NOTCH2NL refers to Notch homolog 2 N-terminal-like protein, which is involved in the Notch signaling pathway. It is implicated in the determination of the brain size in humans. The Notch Pathway
The Notch signaling pathway is present in most multicellular organisms, where it regulates several critical developmental pathways. There are four notch receptors in mammals: NOTCH1, NOTCH2, NOTCH3, and NOTCH4. Notch receptors are transmembrane receptors, and the notch ligand binds to the extracellular domain. This leads to the cleavage and activation of the intracellular domain. The intracellular domain then enters the nucleus to regulate gene expression.
As the receptor is activated by cell-cell contact, it has important functions in cell-cell communication and cell lineage specification. Notch signaling has been shown to promote self-renewal and inhibit the process of differentiation in mouse and human cortical stem cells.
VIDEO NOTCH2NL and the Notch Pathway
Recently, it was shown that NOTCH2NL can increase the expression of Hes1, a downstream effector of the Notch pathway. The effect of NOTCH2NL was also tested using a Notch activity transcriptional reporter, and it was found that the reporter activity increased in response to the NOTCH2NL gene. These results show that NOTCH2NL can directly activate the Notch pathway.
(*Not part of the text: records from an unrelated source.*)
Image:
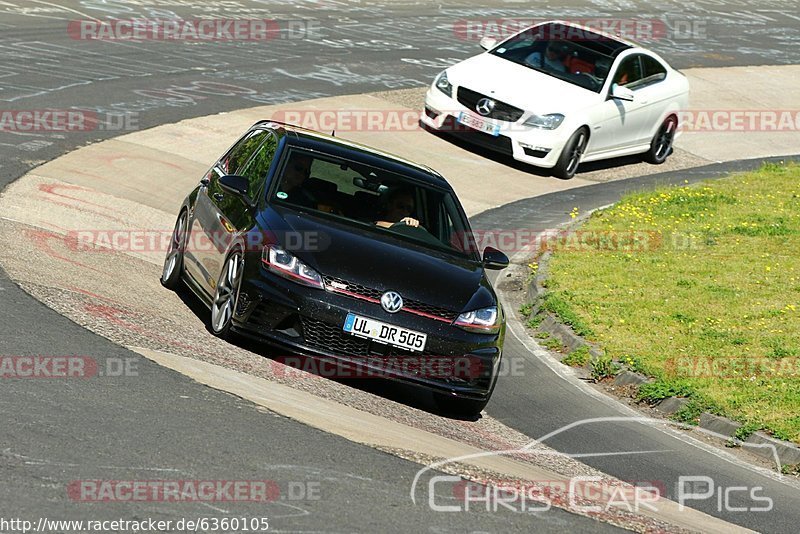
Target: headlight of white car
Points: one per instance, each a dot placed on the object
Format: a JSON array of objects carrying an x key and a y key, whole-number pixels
[
  {"x": 545, "y": 122},
  {"x": 443, "y": 84}
]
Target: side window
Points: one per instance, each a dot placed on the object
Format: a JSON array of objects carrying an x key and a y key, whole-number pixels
[
  {"x": 257, "y": 168},
  {"x": 629, "y": 71},
  {"x": 232, "y": 162},
  {"x": 654, "y": 71}
]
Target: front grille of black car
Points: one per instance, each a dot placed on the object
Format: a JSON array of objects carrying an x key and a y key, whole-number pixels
[
  {"x": 409, "y": 305},
  {"x": 501, "y": 111},
  {"x": 333, "y": 340}
]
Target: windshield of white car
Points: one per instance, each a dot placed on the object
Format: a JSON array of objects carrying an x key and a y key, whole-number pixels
[
  {"x": 575, "y": 55},
  {"x": 375, "y": 199}
]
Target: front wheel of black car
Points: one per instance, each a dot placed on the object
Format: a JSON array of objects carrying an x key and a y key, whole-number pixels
[
  {"x": 226, "y": 295},
  {"x": 173, "y": 263},
  {"x": 456, "y": 406}
]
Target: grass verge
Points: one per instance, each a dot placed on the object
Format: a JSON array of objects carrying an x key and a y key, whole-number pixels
[{"x": 698, "y": 287}]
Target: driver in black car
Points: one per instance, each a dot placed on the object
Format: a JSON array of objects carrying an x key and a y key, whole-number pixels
[
  {"x": 398, "y": 208},
  {"x": 297, "y": 172}
]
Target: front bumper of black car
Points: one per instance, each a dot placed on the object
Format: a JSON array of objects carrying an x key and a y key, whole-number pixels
[{"x": 309, "y": 321}]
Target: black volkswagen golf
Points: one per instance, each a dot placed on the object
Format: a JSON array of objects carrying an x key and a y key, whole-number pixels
[{"x": 346, "y": 254}]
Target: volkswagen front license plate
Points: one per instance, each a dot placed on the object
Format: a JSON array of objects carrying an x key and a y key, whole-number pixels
[{"x": 385, "y": 333}]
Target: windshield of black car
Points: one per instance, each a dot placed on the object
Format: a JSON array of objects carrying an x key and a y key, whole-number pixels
[
  {"x": 571, "y": 54},
  {"x": 383, "y": 201}
]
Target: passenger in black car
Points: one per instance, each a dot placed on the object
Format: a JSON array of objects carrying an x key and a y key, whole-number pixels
[
  {"x": 398, "y": 208},
  {"x": 298, "y": 169}
]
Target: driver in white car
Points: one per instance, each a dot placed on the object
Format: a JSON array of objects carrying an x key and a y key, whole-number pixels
[{"x": 553, "y": 58}]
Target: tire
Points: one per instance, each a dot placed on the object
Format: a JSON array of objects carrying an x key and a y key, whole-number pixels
[
  {"x": 661, "y": 145},
  {"x": 226, "y": 295},
  {"x": 571, "y": 155},
  {"x": 456, "y": 406},
  {"x": 173, "y": 262}
]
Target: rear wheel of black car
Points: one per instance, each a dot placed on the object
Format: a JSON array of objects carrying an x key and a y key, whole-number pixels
[
  {"x": 173, "y": 263},
  {"x": 661, "y": 145},
  {"x": 571, "y": 155},
  {"x": 465, "y": 408},
  {"x": 226, "y": 295}
]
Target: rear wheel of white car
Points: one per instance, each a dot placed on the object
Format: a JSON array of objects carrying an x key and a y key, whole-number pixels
[
  {"x": 661, "y": 145},
  {"x": 571, "y": 155},
  {"x": 173, "y": 263}
]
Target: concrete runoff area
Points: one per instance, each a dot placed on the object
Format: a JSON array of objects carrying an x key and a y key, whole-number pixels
[{"x": 137, "y": 181}]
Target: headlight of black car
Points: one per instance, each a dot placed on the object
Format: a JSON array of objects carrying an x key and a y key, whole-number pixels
[
  {"x": 288, "y": 266},
  {"x": 483, "y": 321}
]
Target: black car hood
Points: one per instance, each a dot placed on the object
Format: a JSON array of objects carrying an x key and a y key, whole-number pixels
[{"x": 381, "y": 261}]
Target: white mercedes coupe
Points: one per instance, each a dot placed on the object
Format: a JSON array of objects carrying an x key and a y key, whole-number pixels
[{"x": 557, "y": 94}]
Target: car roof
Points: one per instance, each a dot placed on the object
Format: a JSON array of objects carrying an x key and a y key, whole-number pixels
[
  {"x": 343, "y": 148},
  {"x": 610, "y": 45}
]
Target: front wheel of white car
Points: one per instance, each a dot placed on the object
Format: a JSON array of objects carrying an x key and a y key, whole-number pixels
[
  {"x": 661, "y": 145},
  {"x": 571, "y": 155}
]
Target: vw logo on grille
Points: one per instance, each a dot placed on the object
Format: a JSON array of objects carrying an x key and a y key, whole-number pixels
[
  {"x": 484, "y": 106},
  {"x": 392, "y": 301}
]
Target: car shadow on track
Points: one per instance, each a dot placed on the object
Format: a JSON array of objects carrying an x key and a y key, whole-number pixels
[{"x": 405, "y": 394}]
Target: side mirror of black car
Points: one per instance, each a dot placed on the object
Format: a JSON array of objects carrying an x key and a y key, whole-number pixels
[
  {"x": 238, "y": 185},
  {"x": 494, "y": 259}
]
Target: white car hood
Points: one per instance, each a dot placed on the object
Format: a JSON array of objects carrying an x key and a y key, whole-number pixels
[{"x": 520, "y": 86}]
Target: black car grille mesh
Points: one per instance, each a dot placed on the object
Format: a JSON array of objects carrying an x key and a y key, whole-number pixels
[
  {"x": 502, "y": 111},
  {"x": 409, "y": 305}
]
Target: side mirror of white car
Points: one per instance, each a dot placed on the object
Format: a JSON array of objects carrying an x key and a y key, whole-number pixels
[
  {"x": 621, "y": 93},
  {"x": 487, "y": 43}
]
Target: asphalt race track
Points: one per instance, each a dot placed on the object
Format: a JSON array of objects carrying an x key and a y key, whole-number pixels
[{"x": 160, "y": 424}]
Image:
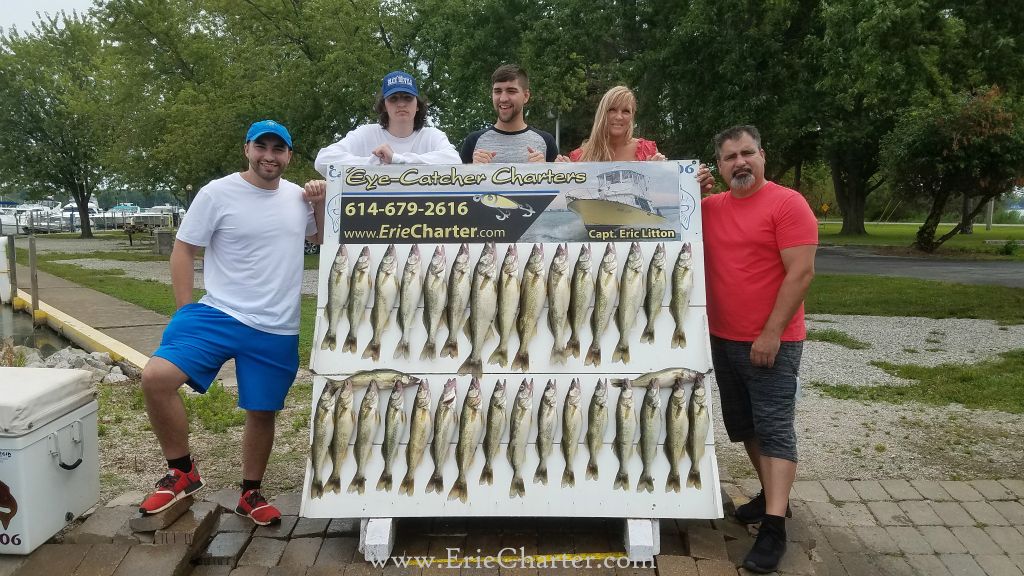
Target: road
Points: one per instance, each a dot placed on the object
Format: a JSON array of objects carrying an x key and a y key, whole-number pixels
[{"x": 845, "y": 259}]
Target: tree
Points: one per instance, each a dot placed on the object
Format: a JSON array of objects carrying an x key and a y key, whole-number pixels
[
  {"x": 968, "y": 144},
  {"x": 54, "y": 94}
]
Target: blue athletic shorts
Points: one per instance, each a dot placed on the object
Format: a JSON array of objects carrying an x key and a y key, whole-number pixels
[
  {"x": 200, "y": 339},
  {"x": 759, "y": 403}
]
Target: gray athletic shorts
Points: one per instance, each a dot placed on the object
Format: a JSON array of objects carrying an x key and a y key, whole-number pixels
[{"x": 759, "y": 403}]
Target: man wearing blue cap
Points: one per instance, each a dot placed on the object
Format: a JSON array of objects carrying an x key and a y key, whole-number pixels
[
  {"x": 252, "y": 225},
  {"x": 400, "y": 136}
]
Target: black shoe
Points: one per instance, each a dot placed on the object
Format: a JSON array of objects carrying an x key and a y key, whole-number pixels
[
  {"x": 754, "y": 511},
  {"x": 769, "y": 547}
]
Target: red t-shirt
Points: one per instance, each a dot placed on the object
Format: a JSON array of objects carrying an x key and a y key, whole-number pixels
[
  {"x": 645, "y": 149},
  {"x": 743, "y": 268}
]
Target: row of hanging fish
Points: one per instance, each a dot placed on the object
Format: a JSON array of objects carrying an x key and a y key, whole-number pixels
[
  {"x": 500, "y": 298},
  {"x": 337, "y": 418}
]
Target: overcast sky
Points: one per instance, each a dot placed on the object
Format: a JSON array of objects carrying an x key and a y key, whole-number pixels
[{"x": 22, "y": 13}]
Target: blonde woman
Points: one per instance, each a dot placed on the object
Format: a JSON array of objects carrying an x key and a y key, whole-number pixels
[{"x": 611, "y": 135}]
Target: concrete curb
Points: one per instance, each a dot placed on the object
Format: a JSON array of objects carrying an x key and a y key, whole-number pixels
[{"x": 82, "y": 334}]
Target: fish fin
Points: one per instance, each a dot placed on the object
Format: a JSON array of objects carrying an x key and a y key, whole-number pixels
[
  {"x": 672, "y": 485},
  {"x": 521, "y": 362},
  {"x": 408, "y": 485},
  {"x": 401, "y": 351},
  {"x": 693, "y": 479},
  {"x": 350, "y": 342},
  {"x": 429, "y": 351},
  {"x": 373, "y": 351}
]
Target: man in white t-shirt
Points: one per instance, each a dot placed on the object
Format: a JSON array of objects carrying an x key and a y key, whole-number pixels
[{"x": 252, "y": 225}]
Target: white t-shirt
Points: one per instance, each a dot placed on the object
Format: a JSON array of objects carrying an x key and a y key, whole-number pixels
[
  {"x": 426, "y": 146},
  {"x": 254, "y": 240}
]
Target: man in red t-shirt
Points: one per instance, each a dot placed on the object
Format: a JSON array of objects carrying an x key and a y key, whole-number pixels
[{"x": 760, "y": 240}]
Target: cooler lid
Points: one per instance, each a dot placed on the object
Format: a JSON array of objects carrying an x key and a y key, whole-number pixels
[{"x": 31, "y": 398}]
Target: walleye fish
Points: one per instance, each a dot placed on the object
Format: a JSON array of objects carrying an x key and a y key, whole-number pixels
[
  {"x": 626, "y": 425},
  {"x": 323, "y": 432},
  {"x": 482, "y": 305},
  {"x": 571, "y": 425},
  {"x": 597, "y": 420},
  {"x": 434, "y": 297},
  {"x": 337, "y": 296},
  {"x": 682, "y": 285},
  {"x": 655, "y": 292},
  {"x": 384, "y": 296},
  {"x": 675, "y": 439},
  {"x": 470, "y": 426},
  {"x": 522, "y": 417},
  {"x": 394, "y": 424},
  {"x": 508, "y": 304},
  {"x": 460, "y": 282},
  {"x": 419, "y": 435},
  {"x": 445, "y": 422},
  {"x": 531, "y": 292},
  {"x": 606, "y": 292},
  {"x": 666, "y": 374},
  {"x": 344, "y": 423},
  {"x": 409, "y": 299},
  {"x": 370, "y": 418},
  {"x": 630, "y": 299},
  {"x": 699, "y": 422},
  {"x": 358, "y": 294},
  {"x": 494, "y": 430},
  {"x": 650, "y": 429},
  {"x": 546, "y": 418},
  {"x": 558, "y": 302},
  {"x": 581, "y": 294}
]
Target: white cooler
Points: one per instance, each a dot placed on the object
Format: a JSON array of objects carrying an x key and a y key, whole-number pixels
[{"x": 49, "y": 465}]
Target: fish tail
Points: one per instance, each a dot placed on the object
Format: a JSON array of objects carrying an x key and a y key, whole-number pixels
[
  {"x": 572, "y": 346},
  {"x": 622, "y": 353},
  {"x": 408, "y": 485},
  {"x": 349, "y": 344},
  {"x": 693, "y": 479},
  {"x": 521, "y": 362},
  {"x": 672, "y": 485},
  {"x": 401, "y": 351},
  {"x": 541, "y": 475},
  {"x": 459, "y": 490},
  {"x": 429, "y": 351},
  {"x": 436, "y": 483},
  {"x": 646, "y": 483},
  {"x": 358, "y": 484},
  {"x": 518, "y": 488},
  {"x": 499, "y": 357},
  {"x": 451, "y": 347}
]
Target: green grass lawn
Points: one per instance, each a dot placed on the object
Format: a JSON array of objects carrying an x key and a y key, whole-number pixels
[
  {"x": 994, "y": 384},
  {"x": 873, "y": 295}
]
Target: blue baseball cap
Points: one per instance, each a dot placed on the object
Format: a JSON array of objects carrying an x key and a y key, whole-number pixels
[
  {"x": 268, "y": 127},
  {"x": 398, "y": 81}
]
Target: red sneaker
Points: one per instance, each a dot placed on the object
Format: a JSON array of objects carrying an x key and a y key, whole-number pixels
[
  {"x": 170, "y": 489},
  {"x": 252, "y": 504}
]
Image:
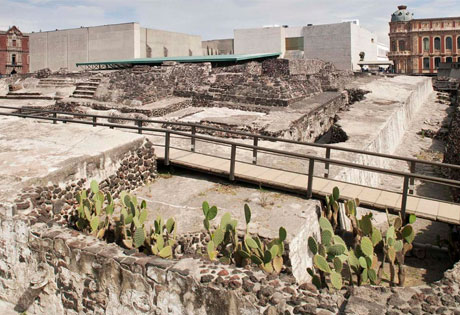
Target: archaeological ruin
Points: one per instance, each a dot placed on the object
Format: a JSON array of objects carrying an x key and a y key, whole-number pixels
[{"x": 266, "y": 186}]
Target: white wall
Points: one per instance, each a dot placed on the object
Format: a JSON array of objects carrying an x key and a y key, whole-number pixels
[
  {"x": 330, "y": 42},
  {"x": 64, "y": 48},
  {"x": 178, "y": 44},
  {"x": 362, "y": 40},
  {"x": 260, "y": 40}
]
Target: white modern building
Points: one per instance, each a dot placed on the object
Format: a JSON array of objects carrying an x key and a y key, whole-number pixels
[
  {"x": 339, "y": 43},
  {"x": 64, "y": 48}
]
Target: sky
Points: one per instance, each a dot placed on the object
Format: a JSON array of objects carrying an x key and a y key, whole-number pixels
[{"x": 212, "y": 19}]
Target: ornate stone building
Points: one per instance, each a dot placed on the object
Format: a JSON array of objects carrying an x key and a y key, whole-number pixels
[
  {"x": 14, "y": 51},
  {"x": 418, "y": 46}
]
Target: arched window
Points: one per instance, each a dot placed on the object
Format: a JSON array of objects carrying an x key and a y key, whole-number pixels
[
  {"x": 437, "y": 61},
  {"x": 437, "y": 43},
  {"x": 449, "y": 43},
  {"x": 426, "y": 63},
  {"x": 402, "y": 45},
  {"x": 426, "y": 44}
]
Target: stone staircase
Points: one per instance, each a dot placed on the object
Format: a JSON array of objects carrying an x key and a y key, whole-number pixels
[
  {"x": 55, "y": 83},
  {"x": 86, "y": 89}
]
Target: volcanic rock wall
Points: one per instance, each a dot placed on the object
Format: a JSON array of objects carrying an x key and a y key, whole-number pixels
[
  {"x": 273, "y": 82},
  {"x": 452, "y": 151}
]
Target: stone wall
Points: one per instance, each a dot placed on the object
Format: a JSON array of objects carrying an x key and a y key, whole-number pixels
[
  {"x": 452, "y": 150},
  {"x": 151, "y": 84},
  {"x": 47, "y": 268},
  {"x": 137, "y": 167},
  {"x": 387, "y": 140},
  {"x": 276, "y": 82}
]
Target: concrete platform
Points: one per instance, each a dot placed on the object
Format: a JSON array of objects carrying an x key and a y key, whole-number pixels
[
  {"x": 181, "y": 196},
  {"x": 373, "y": 198},
  {"x": 38, "y": 152}
]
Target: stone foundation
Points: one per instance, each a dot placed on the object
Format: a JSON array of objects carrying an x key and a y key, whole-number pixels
[{"x": 46, "y": 268}]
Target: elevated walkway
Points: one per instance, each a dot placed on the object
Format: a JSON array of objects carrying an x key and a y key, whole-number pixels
[
  {"x": 306, "y": 184},
  {"x": 372, "y": 198}
]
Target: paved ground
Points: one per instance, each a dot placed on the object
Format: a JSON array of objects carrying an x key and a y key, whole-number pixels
[
  {"x": 38, "y": 151},
  {"x": 181, "y": 196}
]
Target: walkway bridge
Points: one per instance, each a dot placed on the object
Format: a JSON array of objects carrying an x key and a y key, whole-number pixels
[{"x": 304, "y": 183}]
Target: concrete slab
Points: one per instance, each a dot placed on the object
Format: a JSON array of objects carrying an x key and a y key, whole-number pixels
[
  {"x": 369, "y": 196},
  {"x": 388, "y": 199},
  {"x": 182, "y": 195},
  {"x": 42, "y": 153}
]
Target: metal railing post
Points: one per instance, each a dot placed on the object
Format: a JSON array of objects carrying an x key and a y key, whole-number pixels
[
  {"x": 311, "y": 168},
  {"x": 254, "y": 151},
  {"x": 326, "y": 165},
  {"x": 192, "y": 148},
  {"x": 404, "y": 198},
  {"x": 167, "y": 142},
  {"x": 139, "y": 125},
  {"x": 232, "y": 163},
  {"x": 412, "y": 180}
]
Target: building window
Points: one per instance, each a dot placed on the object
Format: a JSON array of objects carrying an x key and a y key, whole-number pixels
[
  {"x": 426, "y": 44},
  {"x": 449, "y": 43},
  {"x": 402, "y": 45},
  {"x": 426, "y": 63},
  {"x": 437, "y": 61},
  {"x": 437, "y": 43},
  {"x": 294, "y": 43},
  {"x": 393, "y": 46}
]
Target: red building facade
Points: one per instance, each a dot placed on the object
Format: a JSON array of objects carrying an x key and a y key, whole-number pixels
[
  {"x": 418, "y": 46},
  {"x": 14, "y": 52}
]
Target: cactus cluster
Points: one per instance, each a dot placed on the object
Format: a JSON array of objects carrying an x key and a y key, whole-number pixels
[
  {"x": 333, "y": 259},
  {"x": 95, "y": 215},
  {"x": 396, "y": 244},
  {"x": 330, "y": 256},
  {"x": 226, "y": 244},
  {"x": 331, "y": 210}
]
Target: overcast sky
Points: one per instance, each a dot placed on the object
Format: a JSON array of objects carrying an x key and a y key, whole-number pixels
[{"x": 212, "y": 19}]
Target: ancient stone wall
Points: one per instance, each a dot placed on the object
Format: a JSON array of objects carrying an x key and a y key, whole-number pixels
[
  {"x": 151, "y": 84},
  {"x": 276, "y": 82},
  {"x": 452, "y": 150},
  {"x": 47, "y": 268}
]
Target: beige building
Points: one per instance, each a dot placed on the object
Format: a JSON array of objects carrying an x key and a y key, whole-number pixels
[
  {"x": 64, "y": 48},
  {"x": 339, "y": 43},
  {"x": 418, "y": 46}
]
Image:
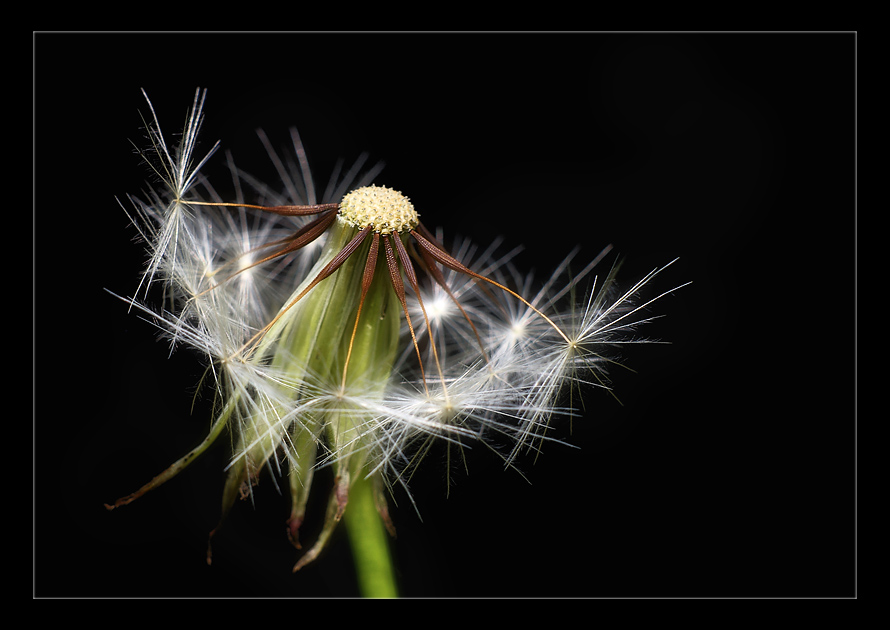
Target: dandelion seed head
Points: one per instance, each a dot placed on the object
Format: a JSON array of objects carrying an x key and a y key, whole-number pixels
[
  {"x": 347, "y": 335},
  {"x": 384, "y": 209}
]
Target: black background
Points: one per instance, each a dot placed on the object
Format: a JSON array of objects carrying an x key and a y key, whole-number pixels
[{"x": 729, "y": 470}]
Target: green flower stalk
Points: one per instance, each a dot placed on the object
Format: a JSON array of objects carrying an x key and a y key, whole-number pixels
[{"x": 342, "y": 333}]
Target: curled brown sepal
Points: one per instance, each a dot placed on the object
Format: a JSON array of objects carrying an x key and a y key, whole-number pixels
[{"x": 336, "y": 506}]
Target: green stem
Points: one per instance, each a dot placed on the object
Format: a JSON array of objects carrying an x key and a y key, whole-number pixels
[{"x": 369, "y": 540}]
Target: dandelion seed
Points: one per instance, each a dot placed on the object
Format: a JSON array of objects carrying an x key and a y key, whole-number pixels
[{"x": 343, "y": 333}]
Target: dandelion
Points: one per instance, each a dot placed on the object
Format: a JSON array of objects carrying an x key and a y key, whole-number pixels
[{"x": 340, "y": 331}]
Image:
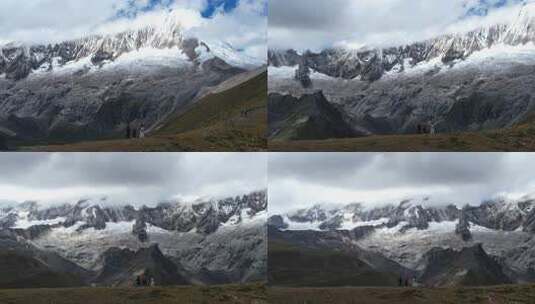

Evolutionary history of NOTCH2NL genes in the great ape lineage. Image Credit: Fiddes et al./Cell DOI: 10.1016/j.cell.2018.03.051 NOTCH2NL Expression in the Brain
NOTCH2NL gene expression has been observed in the ventricular zone of the brain, which consists of neural stem cells in the brain cortex. It consists of three paralogs: NOTCH2NLA, NOTCH2NLB, and NOTCH2NLC. NOTCH2NLA and NOTCH2NLB are expressed at low levels at gestation weeks 7−9 in mice, and the expression subsequently increases at gestation week 21. NOTCH2NLC was expressed at very low levels throughout the process of corticogenesis, or brain development. NOTCH2NL genes were found to be present throughout the ventricular zone in a salt and pepper manner at nine weeks of gestation. At later stages, they were present throughout the subventricular zone in the brain.
NOTCH2NLB Increases the Neuronal Stem Cells in the Brain
A recent study by Vanderhaeghen and co. showed that when NOTCH2NLB is activated in a subset of neural stem cells, they almost triple in number. This suggests that NOTCH2NLB is involved in the proliferation of neural progenitor cells. Similarly, the increase in progenitors was also accompanied by an increase in the number of neurons.
Role of NOTCH2NLB in Increasing Brain Size
Also, expression of NOTCH2NLB almost tripled the size of brain regions
in vitro, while deletion led to smaller sized organoid tissues reinforcing the role of this gene to control neurogenesis. NOTCH2NLB and Cell-Cycle Progression
The study above also examined the specific effects of NOTCH2NLB on the cell-cycle in neural stem cells, and the researchers found that cells expressing NOTCH2NLB showed reduced cell-cycle exit. Thus, there was an increase in cell-cycle re-entry. The NOTCH2NLB gene, therefore, can increase the neural stem cell population by increasing cell-cycle re-entry.
Evolutionary Role of NOTCH2NLB
One of the most important features different between humans and primates is our large brains. This feature led to our increased cognitive functions. The recent studies hypothesize that NOTCH2NL genes were present in the last common ancestor of humans, chimpanzees and gorillas.
However, in humans this was converted to a viable gene. This occurred when the one NOTCH2NL copy was duplicated in ancestral humans, which restored the function. The functional gene was then copied again twice to give rise to the paralogues.
This then subsequently regulated the process of neurogenesis which led to increased brain size in humans. Gorillas and chimpanzees also contain NOTCH2NL-like genes; however they are present in the form of pseudogenes, which code for non-functional proteins.
Interestingly, NOTCH2NL is located in a part of the human chromosomes which has been implicated in ADHD, autism, schizophrenia and learning disabilities. With NOTCH2NL having three paralogues, it is prone to be copied (duplicated) or lost when DNA is being replicated. When the study by Fiddes and co. looked at patients with errors around this region, it was found that duplications of NOTCH2NL lead to an increased brain size, while deletions lead to a reduction in brain size. This gives further proof that NOTCH2NL is implicated in brain size in humans.